Is it original or just chewed?


#1

I get tohs old .30 W.C.F. cartridge with protected primmer and an unusual chevron-like point.

Is it original?
When was it loaded?
Thanks
Martin


#2

I would say it is not original. Looks badly chewed. Bill


#3

For many years, I used various lever action rifles for deer hunting. Throughout the course of a season, the rifles were loaded and unloaded many times with the same 5 or 6 cartridges. The bullet noses were chewed up like the one pictured by the end of the season.


#4

May be due to repeated cycling of rounds through the action, but the striations on the lead nose seem unusually regular in shape and spacing. I’ve never seen a bullet nose that looks that way, except possibly for those Simunition 7.62x51 SRTA rounds having plastic bullets with fins on the nose.

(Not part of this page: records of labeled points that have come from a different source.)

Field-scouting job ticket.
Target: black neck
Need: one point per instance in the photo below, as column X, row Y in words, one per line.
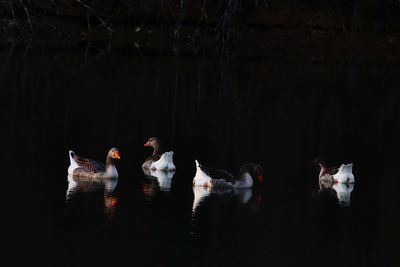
column 109, row 161
column 157, row 149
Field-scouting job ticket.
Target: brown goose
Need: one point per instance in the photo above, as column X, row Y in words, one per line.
column 334, row 174
column 155, row 143
column 326, row 173
column 84, row 167
column 211, row 177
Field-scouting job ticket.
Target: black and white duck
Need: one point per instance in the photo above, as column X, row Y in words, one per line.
column 329, row 175
column 211, row 177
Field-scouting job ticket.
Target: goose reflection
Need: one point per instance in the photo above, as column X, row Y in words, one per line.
column 84, row 185
column 343, row 193
column 157, row 180
column 243, row 195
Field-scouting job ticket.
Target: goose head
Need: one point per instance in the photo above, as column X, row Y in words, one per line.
column 113, row 153
column 155, row 143
column 255, row 170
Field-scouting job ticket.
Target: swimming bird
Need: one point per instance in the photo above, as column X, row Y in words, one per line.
column 85, row 167
column 158, row 161
column 329, row 175
column 211, row 177
column 155, row 143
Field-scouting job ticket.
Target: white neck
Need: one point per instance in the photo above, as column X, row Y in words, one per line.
column 111, row 171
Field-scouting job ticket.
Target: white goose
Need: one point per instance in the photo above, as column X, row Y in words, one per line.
column 158, row 161
column 345, row 174
column 84, row 167
column 211, row 177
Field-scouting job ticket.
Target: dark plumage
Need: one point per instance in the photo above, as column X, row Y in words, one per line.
column 155, row 143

On another but related topic, I’ve seen a lot of old .30-30 rounds with protected primers (and have a few), but in no other caliber (although it might be logical for any other smaller caliber round used in a tubular magazine, such as the .25-35 or .32 Win Special). It would not have been necessary for ammunition used in the Remington 14-141 due to the odd tubular magazine design. What calibers are known to have used the protected primer and about when did the use of that primer design cease? Who besides WRA loaded protected primers? How about non-US use (e.g., for the 8mm Kropatschek 1886, which used a tubular magazine)?

I remember reading an article somewhere about an extensive series of tests being performed using FMJ spitzer-bulleted cartridges in a tubular magazine, the result being that normal primers could not be induced to fire under recoil that way under any circumstances, even under simulated recoil much greater than that which would exist during actual firing. Does anyone else remember that article?


#5

Look around in the archives, I believe it was posted here a while back.


#6

Thanks for helping.
It looks too regular spaced for a loading deformation (IMHO) but if nobody have seen a original cartridge like this…
It also have a little hollow point not easy to see in the picture.
Thanks
Martin


#7

[quote=“DennisK”]
I remember reading an article somewhere about an extensive series of tests being performed using FMJ spitzer-bulleted cartridges in a tubular magazine, the result being that normal primers could not be induced to fire under recoil that way under any circumstances, even under simulated recoil much greater than that which would exist during actual firing. Does anyone else remember that article?[/quote]
That generally concurs with my experience but the spitzer bullets make the round too long to feed which is a separate issue.